Lompat ke konten Lompat ke sidebar Lompat ke footer

Jurnalisme Lher, dari Sekwilda hingga Bupati

Jurnalisme Lher, dari Sekwilda hingga Bupati, jurnalisme pornografi, sekitar wilayah dada, buka paha tinggi

Coba perhatikan beberapa sampul depan (cover) tabloid Monitor dan tabloid Mantra di atas. Dengan melihat sampul yang seperti demikian, anda sudah bisa membayangkan bagaimana konten di dalamnya. Inilah yang dimaksud produk jurnalisme lher. Mungkin beberapa sampul depan tabloid tertera sudah menggambarkan arti dari jurnalisme lher.

Jurnalisme lher sering disebut sebagai jurnalisme sensasional karena berita dan ilustrasi yang disajikan berlandaskan sensasi semata. Selain itu, jurnalisme lher juga disebut sebagai jurnalisme pornografi.

Menurut Kamus Besar Bahasa Indonesia, suatu berita atau gambar dikategorikan pornografi apabila setidaknya mengandung batasan sebagai berikut:

  • Penggambaran tingkah laku secara erotis dengan lukisan atau tulisan yang membangkitkan nafsu birahi.
  • Bahan yang dibuat dengan sengaja dan semata-mata untuk membangkitkan nafsu birahi. Sesuatu yang menyangkut pornografi selama ini sering identik dengan eksploitasi seks wanita disertai komentar yang berselera rendah.

Apapun istilah yang disematkan kepada jurnalisme lher, dalam praktiknya jurnalisme lher selalu bersinggungan dengan sesuatu yang berbau "sekwilda" (sekitar wilayah dada) dan "bupati" (buka paha tinggi-tinggi). Judul-judul berita dalam jurnalisme lher pun acap kali bersifat asosiatif yang mengarahkan pembaca pada masalah seks.

Tabloid Monitor merupakan salah satu media massa yang dinilai menerapkan jurnalisme lher di tahun 90-an. Berikut ini salah satu sampul tabloid Monitor yang terbit tahun 1987:

Jurnalisme Lher, dari Sekwilda hingga Bupati, tabloid monitor, jurnalisme pornografi, sekitar wilayah dada, buka paha tinggi
Pose Dian Piesesha dalam Cover Tabloid Monitor (18/3/1987)


Meskipun sampulnya sering terkesan asosiatif ke arah seks, namun isi beritanya terkadang tidak sesuai. Berita-berita mengenai dunia keartisan, perfilm-an, dan dunia tarik suara disembunyikan dibalik judul yang vulgar.
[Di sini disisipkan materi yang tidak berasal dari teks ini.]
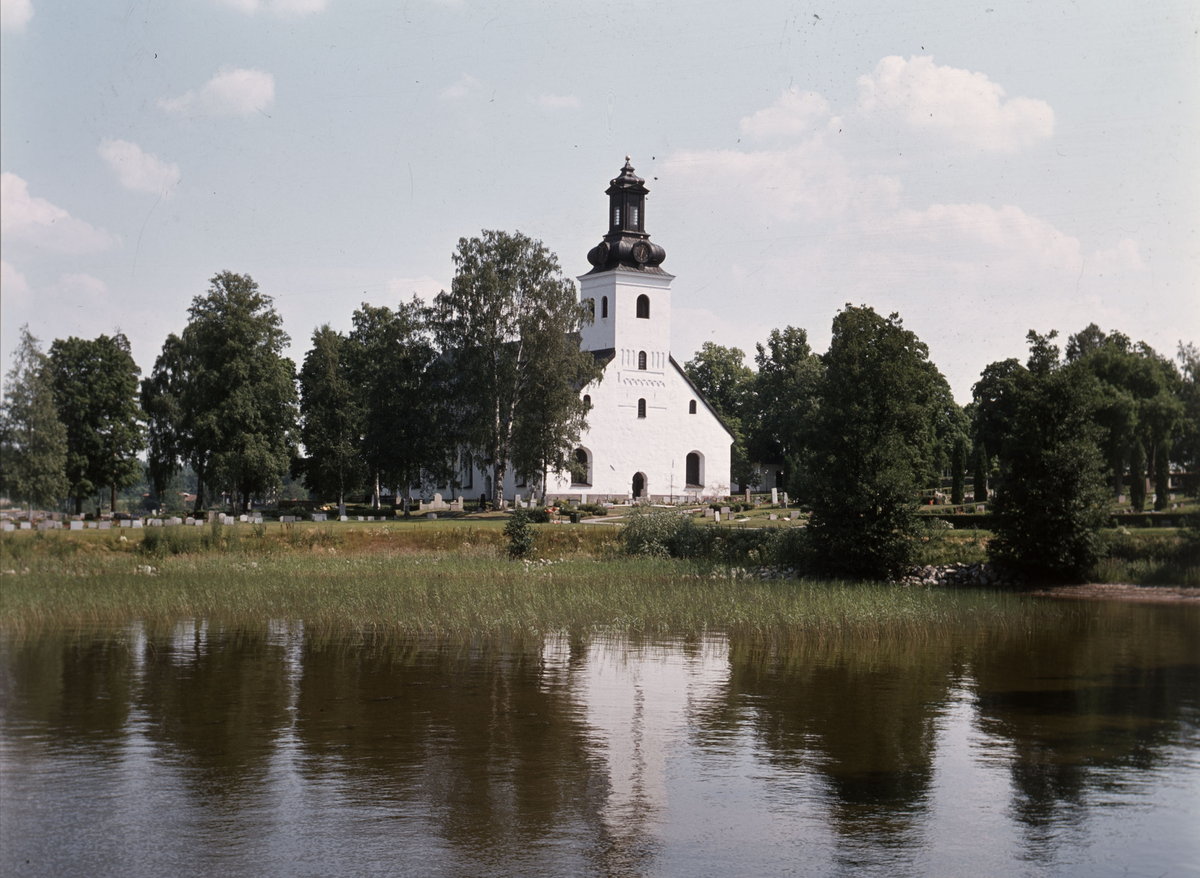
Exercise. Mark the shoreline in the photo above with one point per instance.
(1120, 591)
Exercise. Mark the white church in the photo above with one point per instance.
(651, 433)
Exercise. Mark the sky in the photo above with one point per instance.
(979, 168)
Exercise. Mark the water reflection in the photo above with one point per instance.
(269, 751)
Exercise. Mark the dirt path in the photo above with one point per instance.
(1139, 594)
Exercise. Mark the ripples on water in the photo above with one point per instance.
(208, 750)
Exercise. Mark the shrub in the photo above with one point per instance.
(520, 533)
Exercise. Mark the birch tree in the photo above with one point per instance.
(507, 295)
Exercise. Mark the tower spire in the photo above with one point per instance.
(627, 245)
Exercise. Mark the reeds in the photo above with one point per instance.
(474, 595)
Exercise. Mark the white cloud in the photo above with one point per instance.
(466, 85)
(78, 288)
(557, 102)
(952, 103)
(233, 91)
(795, 114)
(279, 7)
(43, 226)
(15, 14)
(137, 170)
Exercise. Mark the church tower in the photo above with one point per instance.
(629, 292)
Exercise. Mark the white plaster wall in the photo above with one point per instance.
(622, 444)
(623, 328)
(619, 443)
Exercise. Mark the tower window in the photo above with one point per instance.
(581, 473)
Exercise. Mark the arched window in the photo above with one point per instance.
(581, 473)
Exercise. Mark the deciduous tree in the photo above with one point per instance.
(233, 392)
(720, 373)
(508, 292)
(785, 394)
(870, 445)
(390, 359)
(1050, 503)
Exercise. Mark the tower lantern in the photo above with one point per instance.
(627, 244)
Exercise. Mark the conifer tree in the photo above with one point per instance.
(33, 439)
(982, 469)
(958, 469)
(96, 391)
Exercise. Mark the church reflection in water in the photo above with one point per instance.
(274, 750)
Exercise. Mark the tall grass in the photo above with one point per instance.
(473, 596)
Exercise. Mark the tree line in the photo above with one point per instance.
(490, 373)
(865, 427)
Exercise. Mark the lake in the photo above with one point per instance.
(204, 749)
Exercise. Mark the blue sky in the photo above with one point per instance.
(983, 169)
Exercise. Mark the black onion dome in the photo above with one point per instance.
(627, 245)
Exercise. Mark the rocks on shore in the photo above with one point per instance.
(963, 576)
(949, 575)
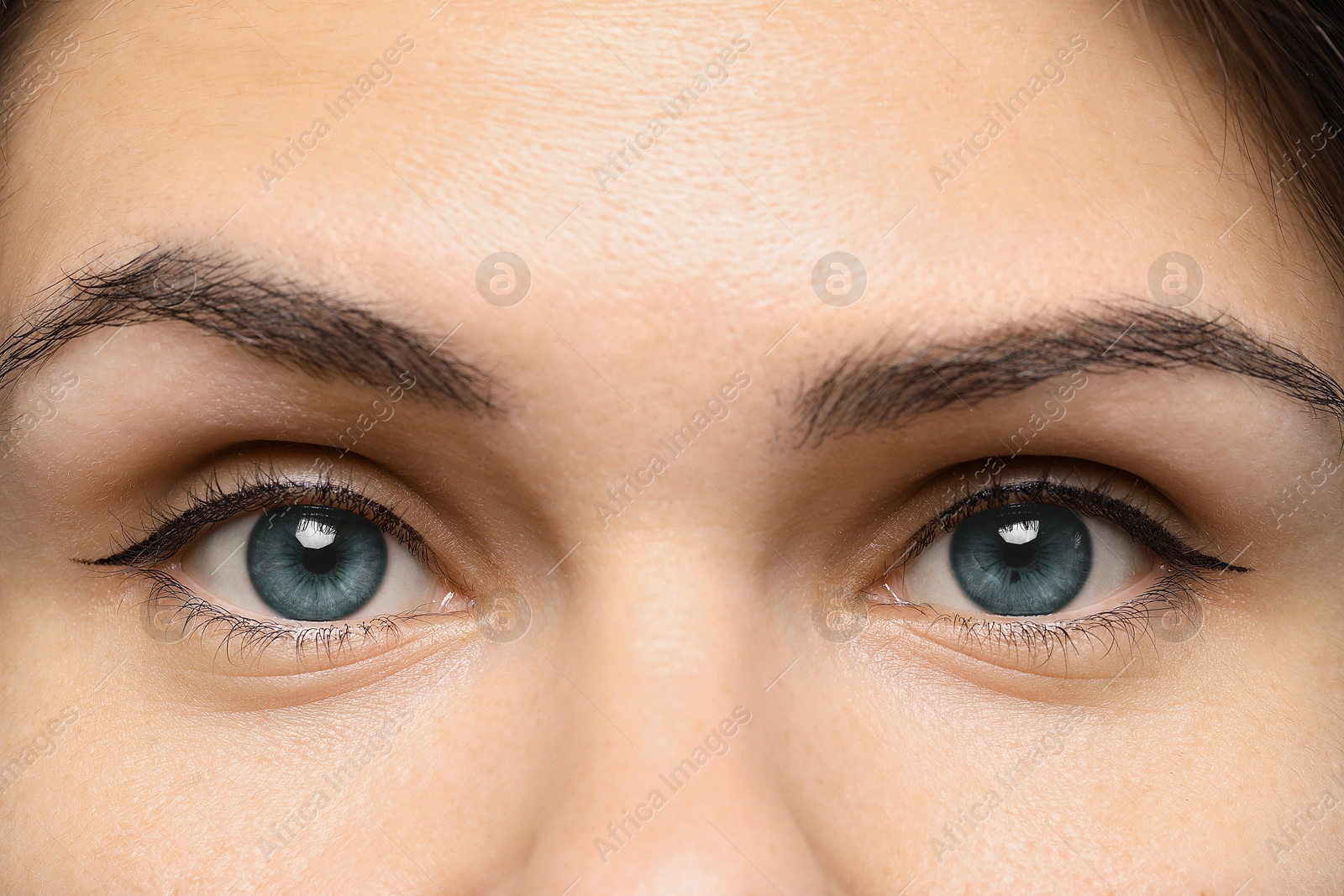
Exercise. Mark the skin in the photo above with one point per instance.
(1168, 766)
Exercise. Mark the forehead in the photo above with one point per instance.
(1018, 155)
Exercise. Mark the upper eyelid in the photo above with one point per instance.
(1092, 501)
(172, 530)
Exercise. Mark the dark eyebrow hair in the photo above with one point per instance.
(291, 324)
(880, 389)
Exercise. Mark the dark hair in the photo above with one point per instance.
(1283, 69)
(1281, 65)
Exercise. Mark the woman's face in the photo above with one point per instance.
(711, 449)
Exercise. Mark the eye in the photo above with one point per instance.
(309, 563)
(1027, 560)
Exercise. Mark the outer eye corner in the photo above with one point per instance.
(309, 563)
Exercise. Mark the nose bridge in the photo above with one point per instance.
(664, 786)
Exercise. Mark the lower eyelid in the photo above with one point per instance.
(927, 578)
(215, 567)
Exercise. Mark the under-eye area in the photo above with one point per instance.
(272, 559)
(432, 432)
(1052, 566)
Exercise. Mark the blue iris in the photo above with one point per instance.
(315, 563)
(1021, 560)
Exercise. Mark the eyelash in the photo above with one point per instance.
(170, 530)
(1129, 621)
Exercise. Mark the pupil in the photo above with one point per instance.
(315, 563)
(322, 560)
(1021, 560)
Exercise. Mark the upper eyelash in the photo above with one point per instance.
(1093, 501)
(170, 531)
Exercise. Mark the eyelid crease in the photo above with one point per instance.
(171, 530)
(1089, 500)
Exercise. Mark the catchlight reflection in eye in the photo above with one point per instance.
(308, 563)
(1026, 560)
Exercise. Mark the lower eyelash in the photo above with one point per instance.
(1124, 626)
(175, 610)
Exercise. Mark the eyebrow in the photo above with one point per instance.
(879, 389)
(295, 325)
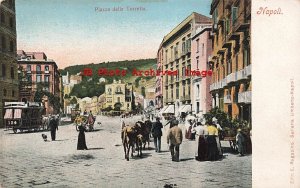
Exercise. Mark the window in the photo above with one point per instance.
(47, 78)
(12, 73)
(47, 68)
(234, 14)
(11, 46)
(215, 16)
(38, 78)
(3, 43)
(3, 70)
(11, 22)
(2, 18)
(29, 77)
(38, 68)
(229, 66)
(236, 63)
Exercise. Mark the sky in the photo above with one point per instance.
(73, 32)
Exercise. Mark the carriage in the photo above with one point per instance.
(24, 116)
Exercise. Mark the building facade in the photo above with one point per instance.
(231, 60)
(177, 59)
(39, 73)
(118, 96)
(201, 50)
(159, 80)
(9, 84)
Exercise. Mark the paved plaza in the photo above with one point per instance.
(27, 161)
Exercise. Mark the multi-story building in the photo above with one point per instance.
(176, 59)
(230, 60)
(201, 49)
(119, 95)
(9, 89)
(159, 80)
(40, 73)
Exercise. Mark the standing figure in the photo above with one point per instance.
(53, 127)
(157, 133)
(212, 143)
(174, 139)
(219, 128)
(81, 144)
(201, 144)
(240, 141)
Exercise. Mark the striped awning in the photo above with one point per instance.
(17, 113)
(8, 114)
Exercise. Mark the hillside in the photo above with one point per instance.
(90, 85)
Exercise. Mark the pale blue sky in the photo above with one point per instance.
(71, 31)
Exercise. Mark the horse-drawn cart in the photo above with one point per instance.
(23, 116)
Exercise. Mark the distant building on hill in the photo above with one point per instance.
(118, 96)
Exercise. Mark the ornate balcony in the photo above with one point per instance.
(227, 99)
(231, 78)
(244, 97)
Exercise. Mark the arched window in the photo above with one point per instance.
(2, 18)
(11, 46)
(38, 68)
(3, 43)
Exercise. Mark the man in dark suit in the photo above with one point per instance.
(53, 127)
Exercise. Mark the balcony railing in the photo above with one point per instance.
(227, 99)
(244, 73)
(248, 70)
(231, 78)
(244, 97)
(223, 83)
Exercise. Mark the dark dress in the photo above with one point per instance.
(212, 148)
(202, 149)
(81, 144)
(53, 127)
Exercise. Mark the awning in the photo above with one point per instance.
(185, 108)
(17, 113)
(8, 114)
(169, 110)
(163, 109)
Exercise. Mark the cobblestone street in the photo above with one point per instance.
(27, 161)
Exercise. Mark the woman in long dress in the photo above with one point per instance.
(81, 144)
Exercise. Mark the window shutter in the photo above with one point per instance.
(234, 12)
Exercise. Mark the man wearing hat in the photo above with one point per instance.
(240, 141)
(53, 127)
(157, 133)
(174, 139)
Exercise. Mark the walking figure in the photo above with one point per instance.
(81, 144)
(174, 139)
(53, 127)
(157, 133)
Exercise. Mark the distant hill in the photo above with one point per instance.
(90, 85)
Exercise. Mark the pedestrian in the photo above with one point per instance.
(157, 133)
(81, 143)
(219, 128)
(240, 141)
(201, 144)
(211, 142)
(174, 139)
(53, 127)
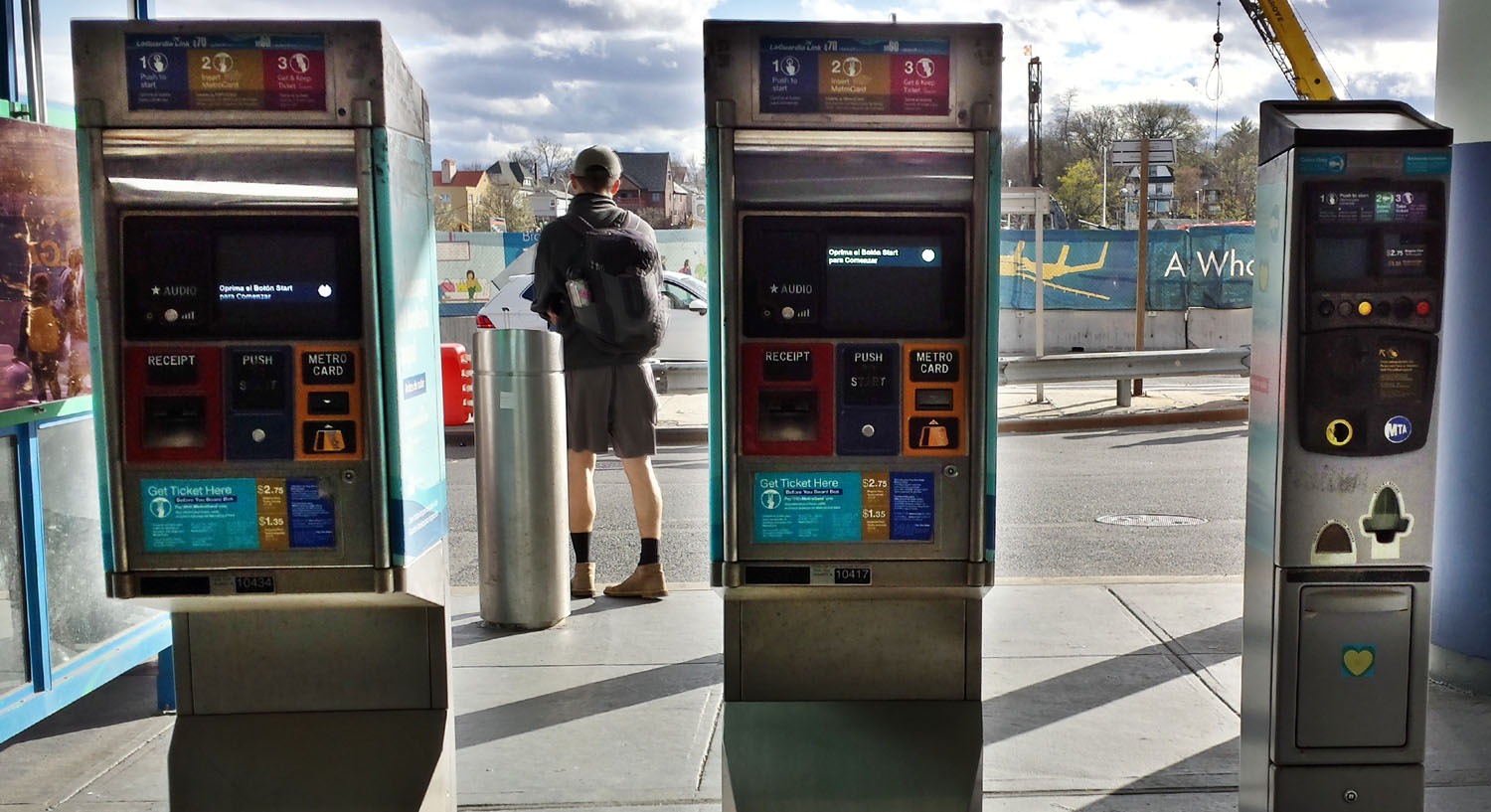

Hal ini bisa jadi merupakan strategi agar laku di pasaran.

Atas keberaniannya itu, tak aneh jika tabloid Monitor mampu mencapai oplah 700.000 eksemplar pada tahun 1990. Selain Monitor, ada lagi tabloid yang dicap menerapkan jurnalisme lher di Indonesia, diantaranya tabloid BOS, tablid Hot, dan tabloid Lipstik.

Catatan atas Kemunculan Jurnalisme Lher

Jurnalisme lher memang ditentang banyak orang, tetapi kemunculannya telah ikut mempengaruhi perkembangan jurnalisme di Indonesia. Regulasi yang membatasi munculnya jurnalisme lher sering dimaknai sebagai kekangan terhadap kebebasan pers. Begitu pun mereka yang protes atas regulasi seperti itu seakan tidak mau tau terhadap dampak yang ditimbulkan jurnalisme lher di masyarakat.

Terkait kemunculan jurnalisme lher setidaknya terdapat beberapa catatan, antara lain:

  • Jurnalisme lher muncul sebagai gambaran jurnalisme masyarakat kelas bawah. Bukan berarti kalangan kelas atas tidak suka jurnalisme lher, hanya pengemasannya tidak terlalu vulgar.
  • Jurnalisme lher bisa jadi merupakan simbol perlawanan terhadap kekangan pemerintah yang otoriter pada zamannya. Ketika media dilarang mengupas persoalan politik, maka jurnalisme lher seakan menjadi pelampiasan.
  • Jurnalisme lher menjadi pilihan media massa yang memiliki orientasi bisnis ketimbang idealisme.
  • Jurnalisme lher bisa jadi muncul akibat euforia kebebasan pers tahun 1998, sejak saat itu banyak bermunculan media massa sebagai akibat kebebasan pers atau saking bebasnya layak disebut kebablasan pers.
  • Jurnalisme lher dikhawatirkan merusak pikiran generasi muda. Jika sejak muda sudah dijejali produk jurnalisme lher, tak ada jaminan di masa depan mereka tidak terpengaruhi dampak jurnalisme lher.
  • Media cetak yang menampilkan jurnalisme lher di Indonesia dijual sangat bebas (pada awal kebebasan pers).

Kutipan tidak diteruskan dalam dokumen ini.